Bicentennial Bikeway at Milton. Later years explicitly mention Milton.

-      You should measure usage as the total of inbound and outbound cycle traffic. Some years have inbound and outbound data stored separately (e.g. 2016 data), while later years have them recorded as a daily total (e.g. ‘A019, Bicentennial Bikeway, Milton Cyclist’ in 2020).

-      More generally, be aware that the number of columns varies across the files, as do the column names, and the series themselves may be interrupted or contain mis-measurements.

Task description:

The submitted notebook should address the following 6 tasks (see marking grid for mark allocation):

1.    Data Preparation: Compile all the data for the period 2016-2020 into one series using the “pandas” library and set up an index for the entire dataset in an appropriate way for

timeseries analysis. Can you identify any useful side data or exogenous variables? If so,

include them into your dataframe and handle/merge them in an appropriate way. Explain how you did it along with a justification for your choices.

2.    Exploratory Data Analysis (EDA): Visualise the entire data set, and comment on the patterns  you can observe with respect to the features discussed in the lectures. Include visualisations appropriate for uncertainty and correlation where appropriate.

3.    Focus now on the cyclist traffic on the Bicentennial Bikeway, Milton time series.

a.    Split the data into training and testing series, selecting the testing series to be the last three months of the data.

b.    Manually step through the STR decomposition process on the training data, as

described in the course material. Visualise and interpret each of the components of   the STR decomposition for cycle traffic. (Hint: You may wish to validate the output of your manual process against an automated modelling approach.)

4.    Timeseries models:

a.    Fit an ARIMA model for the trend-cycle component of your STR decomposition of the training data and interpret the estimated model parameters.

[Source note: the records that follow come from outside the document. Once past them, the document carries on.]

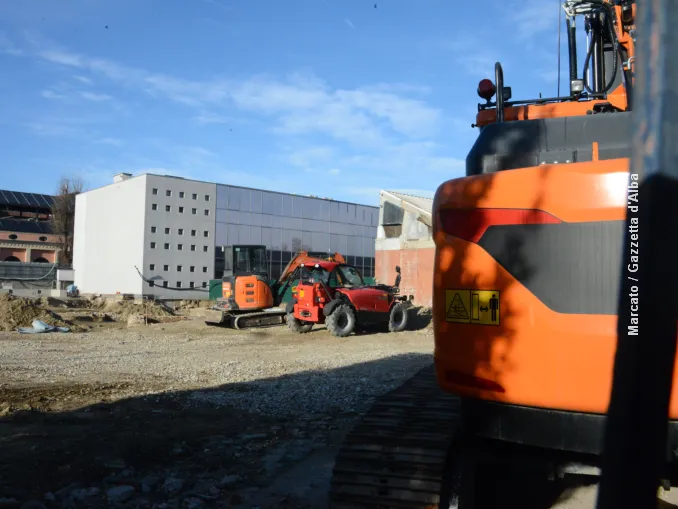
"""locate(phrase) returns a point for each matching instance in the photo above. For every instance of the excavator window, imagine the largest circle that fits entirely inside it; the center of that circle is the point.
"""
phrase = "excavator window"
(250, 260)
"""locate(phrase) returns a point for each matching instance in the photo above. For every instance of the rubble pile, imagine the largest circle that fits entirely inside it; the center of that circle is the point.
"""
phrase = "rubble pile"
(20, 312)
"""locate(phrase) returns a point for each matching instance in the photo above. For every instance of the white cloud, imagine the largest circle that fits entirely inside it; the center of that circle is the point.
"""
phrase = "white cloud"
(50, 94)
(302, 103)
(208, 117)
(83, 79)
(110, 141)
(91, 96)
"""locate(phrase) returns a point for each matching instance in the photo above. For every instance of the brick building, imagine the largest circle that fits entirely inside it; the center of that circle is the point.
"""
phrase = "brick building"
(25, 231)
(404, 239)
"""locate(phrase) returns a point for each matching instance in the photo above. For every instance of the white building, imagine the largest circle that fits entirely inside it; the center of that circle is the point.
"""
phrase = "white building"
(171, 230)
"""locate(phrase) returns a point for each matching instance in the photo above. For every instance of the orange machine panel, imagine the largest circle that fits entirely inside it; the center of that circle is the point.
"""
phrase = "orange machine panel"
(532, 352)
(252, 292)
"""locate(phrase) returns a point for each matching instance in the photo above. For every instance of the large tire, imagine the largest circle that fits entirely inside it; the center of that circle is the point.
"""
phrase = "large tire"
(397, 321)
(342, 321)
(297, 325)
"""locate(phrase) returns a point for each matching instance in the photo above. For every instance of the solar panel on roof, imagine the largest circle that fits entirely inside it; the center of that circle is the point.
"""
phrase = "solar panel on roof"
(18, 199)
(22, 226)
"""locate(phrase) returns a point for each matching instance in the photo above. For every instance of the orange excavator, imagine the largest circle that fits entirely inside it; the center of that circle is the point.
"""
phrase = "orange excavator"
(249, 297)
(526, 288)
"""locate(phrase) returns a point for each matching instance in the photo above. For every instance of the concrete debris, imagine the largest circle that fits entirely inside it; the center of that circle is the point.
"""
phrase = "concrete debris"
(119, 494)
(172, 485)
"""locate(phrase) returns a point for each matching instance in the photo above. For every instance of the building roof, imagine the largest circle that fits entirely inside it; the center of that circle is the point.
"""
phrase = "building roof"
(19, 199)
(314, 197)
(425, 204)
(25, 226)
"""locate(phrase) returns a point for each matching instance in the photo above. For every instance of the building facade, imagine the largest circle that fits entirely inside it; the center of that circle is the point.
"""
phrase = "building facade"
(404, 239)
(25, 230)
(162, 236)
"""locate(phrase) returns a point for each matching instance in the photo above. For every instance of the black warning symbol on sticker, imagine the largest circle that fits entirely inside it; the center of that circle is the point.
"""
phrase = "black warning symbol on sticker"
(456, 309)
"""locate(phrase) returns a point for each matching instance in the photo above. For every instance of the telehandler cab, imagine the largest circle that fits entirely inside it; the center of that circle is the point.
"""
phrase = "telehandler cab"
(335, 294)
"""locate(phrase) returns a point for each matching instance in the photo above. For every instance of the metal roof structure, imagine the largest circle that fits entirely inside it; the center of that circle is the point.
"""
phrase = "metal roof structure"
(421, 206)
(25, 226)
(19, 199)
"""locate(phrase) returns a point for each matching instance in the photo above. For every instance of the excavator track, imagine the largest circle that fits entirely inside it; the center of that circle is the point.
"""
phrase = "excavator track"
(258, 319)
(396, 455)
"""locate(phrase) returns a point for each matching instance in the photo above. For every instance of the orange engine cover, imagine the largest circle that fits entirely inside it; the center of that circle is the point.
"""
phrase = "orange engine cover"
(546, 241)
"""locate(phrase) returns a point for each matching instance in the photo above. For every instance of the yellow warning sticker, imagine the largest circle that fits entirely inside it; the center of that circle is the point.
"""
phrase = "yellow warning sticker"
(458, 306)
(479, 307)
(485, 307)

b.    Using the STR components that you estimated in tasks 3 and 4, produce forecasts of Bicentennial Bikeway cyclist traffic at Milton for the test data series. Include the

uncertainty in the forecasts and visualise the predictions.

5.    Pure forecasters - now consider your choice of ML techniques:

a.    Select an appropriate pure forecasting method to predict the trend component of the cycle traffic training data.

b.    Using the seasonal component that you estimated in task 3 and the pure forecaster from 5.a, produce forecasts of Bicentennial Bikeway cycle traffic at Milton for the

test data series. Include the uncertainty in the forecasts, and visualise the predictions.

6.    Evaluate the forecast performance of your model-based and pure forecasters using the test data and compare the two forecasters. Use appropriate evaluation metrics and methods.

Discuss the similarities and difference between their performance and suggest possible avenues for improving cycle traffic forecasting.